Jimmy qui avait fait un énième plongeon dans la salle secrète, avait décroché de la discussion.

- À dos, la barre ? demanda-t-il perdu.

- Mais pas la barre, TA MERE ! Si elle apprend que j'ai embauché une stripteaseuse... Oh mon dieu, je ne veux même pas y penser. Tu viendras à mon enterrement mon fils, tu promets ?

- Promis ! assura-t-il.

Au visage de son père qui se décomposait, il réalisa l'erreur d'interprétation que celui-ci faisait, il se rattrapa :

- Que je ne dirais rien au sujet de... La barre...

- J'ai eu un bref, mais réel moment de solitude là...

- Bon, faut que je me remette au travail papa. Merci beaucoup de t'être dérangé et de m'avoir aidé. Je vais appeler Lewis tout de suite et je vais ensuite faire un tour sur les chantiers en cours, histoire de vérifier que tout va bien.

- Pas de soucis mon fils, on se voit dimanche à la maison, comme d'habitude.

Père et fils s'embrassèrent et se quittèrent. Jimmy souffla quand il se retrouva seul dans le bureau. Il attrapa le téléphone pour appeler Lewis, puis se ravisa. Il avait surtout envie de se changer les idées. Il prit sa veste et ses clés de voiture et sortit de son bureau. En passant devant la secrétaire, il s'arrêta.

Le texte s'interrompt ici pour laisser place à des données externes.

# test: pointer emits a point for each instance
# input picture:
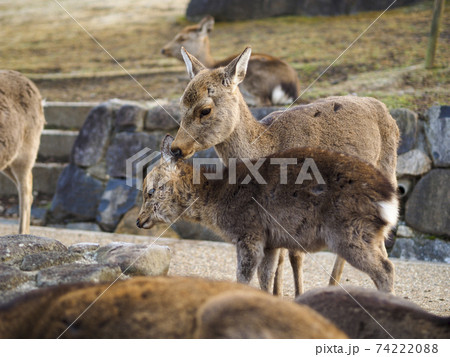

- Marie, téléphonez maintenant à Lewis pour lui dire qu'il nous est impossible de construire sa piscine. Dites-lui qu'il est dans une zone classée et que par conséquent, il se mettrait hors la loi dès lors qu'il touche au sol pour une construction, quelle qu'elle soit.

- Euh, vous ne préféreriez pas le faire vous-même ? Il me fait un peu peur...

- Appelez à son bureau. À cette heure-ci, il ne sera peut-être pas encore revenu de déjeuner et vous pourrez laisser le message à sa secrétaire, lui lança-t-il en lui faisant un clin d'œil.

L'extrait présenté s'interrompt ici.